| Translation (Vera Blackwell, 1967) | Paul Wilson Translation (2012) | Role & Personality | | :--- | :--- | :--- | | Josef Gross | Andrew Gross | The Everyman. The befuddled, well-meaning director who is too decent to survive in the system. He is the protagonist who tries to fight the madness of Ptydepe but is ultimately crushed and compromised. | | Jan Ballas | Max Balas | The Antagonist. The ambitious, slimy deputy director. He is the quintessential "survivor"—a totalitarian apparatchik who introduces Ptydepe to consolidate his own power. | | Maria | Alice | The Tragic Figure. The secretary who can actually translate Ptydepe. Her willingness to help Gross seals her fate, as she is promptly fired. She is the innocent crushed by the gears of the machine. | | Pillar | Victor Kubs | The Silent Enforcer. Ballas’s right-hand man. He says almost nothing but exudes menace and is capable of swift, brutal action. He is the muscle behind the bureaucracy. | | Helena | Talaura | The Cynic. An older, weary employee who navigates the system with a knowing, cynical shrug. She offers a kind of weary wisdom to Gross, teaching him the "rules" of the game. |
According to its creators, Ptydepe operates on a strictly scientific basis: the more common an idea or object is, the shorter its corresponding word. Conversely, rare concepts are assigned long, unpronounceable strings of letters to prevent accidental usage. For instance, the word for "wombat" contains hundreds of characters because the creature is rarely discussed in an administrative office.
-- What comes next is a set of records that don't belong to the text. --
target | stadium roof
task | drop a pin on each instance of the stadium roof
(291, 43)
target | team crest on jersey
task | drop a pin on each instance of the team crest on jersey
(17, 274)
: Havel uses the office setting as a metaphor for the Communist regime in Czechoslovakia. It illustrates how institutional systems can become more important than the humans they are supposed to serve. the memorandum vaclav havel pdf
For students, theater practitioners, and political scientists, accessing a PDF copy of The Memorandum provides a masterclass in dramatic irony and political satire. Havel, who later transitioned from a dissident playwright to the first President of the Czech Republic, wrote from firsthand experience with an oppressive, faceless state apparatus.
To appreciate the PDF, one must understand the era. By 1965, the initial Stalinist terror in Czechoslovakia had thawed slightly, but the Communist Party still maintained a suffocating grip on life. Havel couldn't write a play directly criticizing the Party—that would land him in prison. | Translation (Vera Blackwell, 1967) | Paul Wilson
: The play explores how artificial structures and corrupted language can alienate individuals from their own human instincts and truth. Key Resources & PDF Access
And the famous exchange regarding Ptydepe: | | Jan Ballas | Max Balas | The Antagonist
: The play explores how language can be used as a tool of power to confuse and exclude people rather than to communicate.
Without spoiling the ending, the final line of the play contains the word "Chorukor." Havel ends on a word the audience cannot understand. It is a literary gut punch that leaves you feeling exactly as helpless as the characters.